White Papers

Oracle NoSQL Database Cluster YCSB Testing with Fusion ioMemory Storage

This technical white paper describes a three-node Oracle NoSQL Cluster deployment procedure on Fusion ioMemory storage highlighting the performance and scalability advantages compared to traditional spinning disks using the Yahoo Cloud Serving Benchmark (YCSB) benchmark tool.

Executive Summary

Highly distributed systems with large data stores in the form of NoSQL databases are becoming increasingly important to enterprises, not just to hyperscale organizations. NoSQL databases are being deployed for capturing patient sensors data in health care, smart meter analysis in utilities, customer sentiment analysis in retail, and various other use cases in different industries. NoSQL database systems help organizations store, manage, and analyze huge amounts of data on distributed system architecture. The sheer volume of data and the distributed system design needed to manage this large data at a reasonable cost necessitated a different category of database systems, leading to NoSQL databases. Oracle NoSQL Database is part of the NoSQL database family and is based on a distributed, key-value architecture.

This technical white paper describes a three-node Oracle NoSQL Database Cluster deployment procedure on Fusion ioMemory™ storage. The following points are emphasized:

  • Highlights performance and scalability advantages compared to traditional spinning disks.
  • Because enterprises evaluate and assess new technologies for enterprise-wide adaptability, Yahoo Cloud Serving Benchmark (YCSB) is the standard benchmark tool employed for testing and is the same tool used in this paper to evaluate Oracle NoSQL Database for YCSB Benchmark Testing.
  • Analysis and discussion are provided for throughput and latency testing results with YCSB.
 

Fusion ioMemory SX300 PCIe Application Accelerators

Performance tests were conducted using a single Fusion ioMemory SX300-1600 PCIe device per server, on a three-node Oracle NoSQL Database cluster setup. The Fusion ioMemory SX300 PCIe series is Generation 3 of the world-renowned Fusion ioMemory platform. It has an intelligent controller that supports all major operating systems, including Microsoft Windows, UNIX, Linux, VMware ESXi, and Microsoft Hyper-V. The Fusion ioMemory SX300 PCIe series is available in sizes ranging from 1.25 to 6.4 TB of addressable, persistent flash storage. It provides a random read/write performance up to 235K/375K IOPS, with 92-microsecond read latency and 15-microsecond write latency.

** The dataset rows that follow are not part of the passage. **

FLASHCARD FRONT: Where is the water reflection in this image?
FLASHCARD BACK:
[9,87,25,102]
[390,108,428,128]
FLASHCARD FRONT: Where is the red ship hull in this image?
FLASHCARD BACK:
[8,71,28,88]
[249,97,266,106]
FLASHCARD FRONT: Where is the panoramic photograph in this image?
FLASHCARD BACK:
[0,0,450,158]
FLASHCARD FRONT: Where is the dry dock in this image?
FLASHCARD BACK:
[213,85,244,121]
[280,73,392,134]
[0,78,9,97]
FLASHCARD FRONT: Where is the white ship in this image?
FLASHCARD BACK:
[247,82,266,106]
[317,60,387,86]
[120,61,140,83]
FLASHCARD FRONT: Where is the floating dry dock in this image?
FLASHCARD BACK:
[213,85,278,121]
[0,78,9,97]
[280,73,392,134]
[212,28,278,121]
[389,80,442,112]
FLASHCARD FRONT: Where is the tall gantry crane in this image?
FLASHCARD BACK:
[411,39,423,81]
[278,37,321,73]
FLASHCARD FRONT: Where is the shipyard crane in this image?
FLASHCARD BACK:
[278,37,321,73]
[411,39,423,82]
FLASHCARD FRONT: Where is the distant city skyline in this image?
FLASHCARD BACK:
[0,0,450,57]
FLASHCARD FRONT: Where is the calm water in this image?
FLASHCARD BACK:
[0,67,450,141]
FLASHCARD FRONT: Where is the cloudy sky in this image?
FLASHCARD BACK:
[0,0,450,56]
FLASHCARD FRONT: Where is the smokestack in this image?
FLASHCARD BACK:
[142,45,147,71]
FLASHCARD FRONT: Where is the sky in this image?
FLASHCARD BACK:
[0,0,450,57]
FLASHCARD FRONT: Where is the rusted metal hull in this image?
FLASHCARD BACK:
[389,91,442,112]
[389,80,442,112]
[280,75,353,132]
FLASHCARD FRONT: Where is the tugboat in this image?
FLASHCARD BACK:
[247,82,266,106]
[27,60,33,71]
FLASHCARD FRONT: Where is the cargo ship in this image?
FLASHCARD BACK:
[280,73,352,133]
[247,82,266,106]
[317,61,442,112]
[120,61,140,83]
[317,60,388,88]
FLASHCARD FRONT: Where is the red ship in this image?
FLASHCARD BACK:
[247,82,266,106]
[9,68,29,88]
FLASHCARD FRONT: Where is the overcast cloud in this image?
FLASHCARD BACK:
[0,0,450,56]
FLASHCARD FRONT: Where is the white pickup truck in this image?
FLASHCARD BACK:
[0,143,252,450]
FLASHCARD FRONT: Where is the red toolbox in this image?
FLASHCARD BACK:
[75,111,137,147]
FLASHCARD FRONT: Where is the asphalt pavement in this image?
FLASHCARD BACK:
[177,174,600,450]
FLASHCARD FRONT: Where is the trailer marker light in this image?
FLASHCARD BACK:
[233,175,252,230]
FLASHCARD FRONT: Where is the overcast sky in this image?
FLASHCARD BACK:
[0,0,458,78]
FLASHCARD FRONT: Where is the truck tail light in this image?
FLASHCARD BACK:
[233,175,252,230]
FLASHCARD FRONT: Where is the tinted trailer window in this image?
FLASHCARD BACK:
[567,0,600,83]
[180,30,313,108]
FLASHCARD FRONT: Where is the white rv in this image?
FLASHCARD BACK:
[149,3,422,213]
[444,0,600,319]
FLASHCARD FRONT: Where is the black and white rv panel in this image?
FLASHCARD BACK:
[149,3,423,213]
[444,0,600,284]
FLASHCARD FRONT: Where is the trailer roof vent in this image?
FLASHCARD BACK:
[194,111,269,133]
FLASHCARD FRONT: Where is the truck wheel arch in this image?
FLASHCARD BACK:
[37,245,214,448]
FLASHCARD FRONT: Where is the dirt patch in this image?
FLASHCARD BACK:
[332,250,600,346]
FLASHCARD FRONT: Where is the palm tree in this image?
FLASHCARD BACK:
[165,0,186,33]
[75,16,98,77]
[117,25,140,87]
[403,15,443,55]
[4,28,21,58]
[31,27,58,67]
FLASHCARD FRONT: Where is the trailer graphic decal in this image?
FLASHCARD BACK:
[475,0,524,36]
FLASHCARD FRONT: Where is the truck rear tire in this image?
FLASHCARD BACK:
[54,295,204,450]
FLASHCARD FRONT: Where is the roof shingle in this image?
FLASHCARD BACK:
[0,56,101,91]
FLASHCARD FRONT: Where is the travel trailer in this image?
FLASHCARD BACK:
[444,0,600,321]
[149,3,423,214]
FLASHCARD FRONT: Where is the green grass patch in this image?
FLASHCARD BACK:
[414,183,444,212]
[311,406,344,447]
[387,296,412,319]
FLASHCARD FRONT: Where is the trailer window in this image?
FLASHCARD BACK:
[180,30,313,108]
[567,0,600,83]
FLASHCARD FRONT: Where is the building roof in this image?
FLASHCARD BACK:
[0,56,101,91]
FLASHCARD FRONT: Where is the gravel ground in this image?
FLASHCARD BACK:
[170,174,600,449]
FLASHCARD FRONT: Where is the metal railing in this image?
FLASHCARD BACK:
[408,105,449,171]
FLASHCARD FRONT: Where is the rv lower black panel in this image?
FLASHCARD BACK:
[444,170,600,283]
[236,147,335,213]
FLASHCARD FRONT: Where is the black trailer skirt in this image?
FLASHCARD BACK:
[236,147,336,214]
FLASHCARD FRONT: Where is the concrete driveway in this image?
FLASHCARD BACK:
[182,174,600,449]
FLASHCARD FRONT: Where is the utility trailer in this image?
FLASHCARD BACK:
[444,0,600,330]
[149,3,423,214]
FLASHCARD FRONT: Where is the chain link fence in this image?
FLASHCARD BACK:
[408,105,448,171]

Additional details on Fusion ioMemory devices can be found in this data sheet:
https://www.sandisk.com/content/dam/sandisk-main/en_us/assets/resources/enterprise/data-sheets/fusion-iomemory-sx300-pcie-application-accelerators-datasheet.pdf

 

Oracle NoSQL Database
Oracle NoSQL Database uses a simple data model, with a paradigm of key-value pairs of major and minor keys. Each key-value pair is hashed into multiple buckets, called partitions. These partitions are mapped to a replication group, similar to logical grouping for the data subset. A set of replication nodes provides both high availability and read scalability for each replication group. A storage node runs these replication nodes, which have one master and two replica nodes on each storage node. Each application or client is intelligently connected to the correct replica node by the NoSQL database driver. Oracle NoSQL Database also provides the flexibility to match to the customer requirements, emphasizing consistency and durability. The figure below shows how the keys are hashed into the partition and grouped together.

 

Figure 1: Oracle NoSQL Database architecture (D=Data, M=Master Node, R=Replication Node)

 

Test Configuration Details

The benchmark test environment consists of a three-node Oracle cluster setup on three Lenovo System x3650 servers. Each of these servers has 16 Intel Xeon E5-2690 processors with 128 GB RAM. A 10 GbE network interconnect is used for intra-node communication in the Oracle NoSQL Database cluster and YCSB client.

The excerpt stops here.